Page MenuHomePhabricator

Should be able to run some jobs from an XML dump at the same time
Closed, DeclinedPublic

Description

Until now all jobs from a dump have been run in sequence; first dump each table, then dump the abstracts, then dump the stubs, etc. None of the table dumps depend on each other, the abstracts could be run independently, etc. The dump script should be able to run any or all of these jobs at the same time, logging the result appropriately.


Version: unspecified
Severity: enhancement

Details

Reference
bz27123

Event Timeline

bzimport raised the priority of this task from to Medium.Nov 21 2014, 11:23 PM
bzimport set Reference to bz27123.

Do the snapshot hosts currently have enough horsepower to manage further parallelisation?

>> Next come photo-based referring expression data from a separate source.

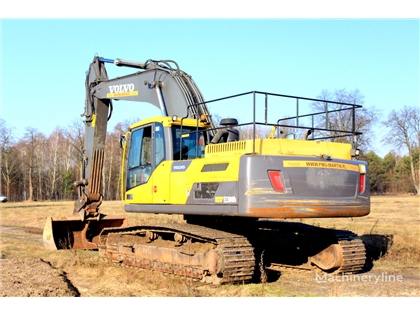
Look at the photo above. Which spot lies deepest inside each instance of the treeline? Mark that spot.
(392, 173)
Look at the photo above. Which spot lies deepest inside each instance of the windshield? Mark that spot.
(192, 141)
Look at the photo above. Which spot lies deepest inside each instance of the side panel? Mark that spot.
(312, 188)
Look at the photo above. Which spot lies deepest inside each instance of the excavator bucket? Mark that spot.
(73, 233)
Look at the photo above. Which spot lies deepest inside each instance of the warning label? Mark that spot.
(331, 165)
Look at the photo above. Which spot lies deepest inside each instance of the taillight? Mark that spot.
(275, 179)
(362, 181)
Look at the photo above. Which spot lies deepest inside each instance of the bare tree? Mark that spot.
(404, 131)
(342, 119)
(9, 160)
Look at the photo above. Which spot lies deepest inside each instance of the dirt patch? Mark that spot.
(33, 277)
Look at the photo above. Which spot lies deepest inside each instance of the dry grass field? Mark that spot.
(391, 233)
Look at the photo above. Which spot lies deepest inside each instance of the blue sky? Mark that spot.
(43, 61)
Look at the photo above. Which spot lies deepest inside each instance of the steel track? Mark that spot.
(235, 263)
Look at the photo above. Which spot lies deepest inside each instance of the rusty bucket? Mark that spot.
(73, 233)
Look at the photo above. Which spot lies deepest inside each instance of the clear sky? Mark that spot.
(43, 61)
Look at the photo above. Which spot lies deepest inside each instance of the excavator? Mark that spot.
(242, 199)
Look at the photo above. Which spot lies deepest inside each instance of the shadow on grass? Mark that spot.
(377, 246)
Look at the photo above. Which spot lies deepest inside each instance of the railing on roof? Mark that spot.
(287, 122)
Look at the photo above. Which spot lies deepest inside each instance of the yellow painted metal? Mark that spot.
(282, 147)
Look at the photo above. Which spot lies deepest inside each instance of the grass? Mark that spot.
(395, 218)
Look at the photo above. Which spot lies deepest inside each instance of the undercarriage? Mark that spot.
(232, 255)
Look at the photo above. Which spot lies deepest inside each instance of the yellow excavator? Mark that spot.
(235, 193)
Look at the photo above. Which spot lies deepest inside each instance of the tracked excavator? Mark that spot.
(239, 197)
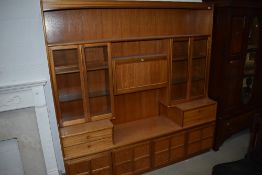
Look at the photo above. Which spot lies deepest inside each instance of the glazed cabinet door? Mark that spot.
(98, 164)
(98, 80)
(135, 159)
(68, 83)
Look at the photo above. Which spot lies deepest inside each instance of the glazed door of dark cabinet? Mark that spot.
(237, 38)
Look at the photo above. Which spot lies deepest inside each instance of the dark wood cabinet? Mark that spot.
(235, 76)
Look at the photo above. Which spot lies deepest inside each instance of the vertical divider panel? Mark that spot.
(189, 82)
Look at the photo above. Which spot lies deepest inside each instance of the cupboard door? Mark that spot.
(68, 84)
(179, 74)
(96, 58)
(237, 34)
(139, 73)
(77, 167)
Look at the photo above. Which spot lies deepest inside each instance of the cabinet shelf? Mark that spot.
(96, 66)
(139, 57)
(180, 59)
(98, 94)
(66, 69)
(67, 97)
(199, 57)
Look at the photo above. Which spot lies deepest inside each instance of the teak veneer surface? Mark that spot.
(85, 127)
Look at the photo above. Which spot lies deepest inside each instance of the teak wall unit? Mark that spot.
(130, 83)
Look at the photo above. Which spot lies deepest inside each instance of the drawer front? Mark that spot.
(78, 167)
(123, 155)
(199, 115)
(139, 73)
(87, 137)
(87, 148)
(141, 165)
(161, 145)
(124, 169)
(177, 153)
(103, 161)
(177, 140)
(161, 158)
(142, 150)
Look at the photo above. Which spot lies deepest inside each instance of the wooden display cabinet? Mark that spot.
(130, 83)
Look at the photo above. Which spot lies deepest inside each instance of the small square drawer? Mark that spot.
(87, 148)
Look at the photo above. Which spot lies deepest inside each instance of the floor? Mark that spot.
(233, 149)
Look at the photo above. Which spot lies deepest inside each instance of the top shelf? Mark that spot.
(49, 5)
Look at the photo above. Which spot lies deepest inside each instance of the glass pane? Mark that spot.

No they don't, because we're now being cleverer about it. But there are other occasions this can be useful. It would need to be a 2-step procedure, 1) run the parallel jobs, with no locks, writing status and output to separate files per job, 2) update state md5 and the rest, tossing the job-specific logs. I've often wanted to rerun one broken dump step while another is in progress; this would be the way to make that happen.

Declining, pretty much no new features unless it's something we can directly steal for the dumps rewrite. The entire way jobs are scheduled and managed will change, as well as hash summing of files.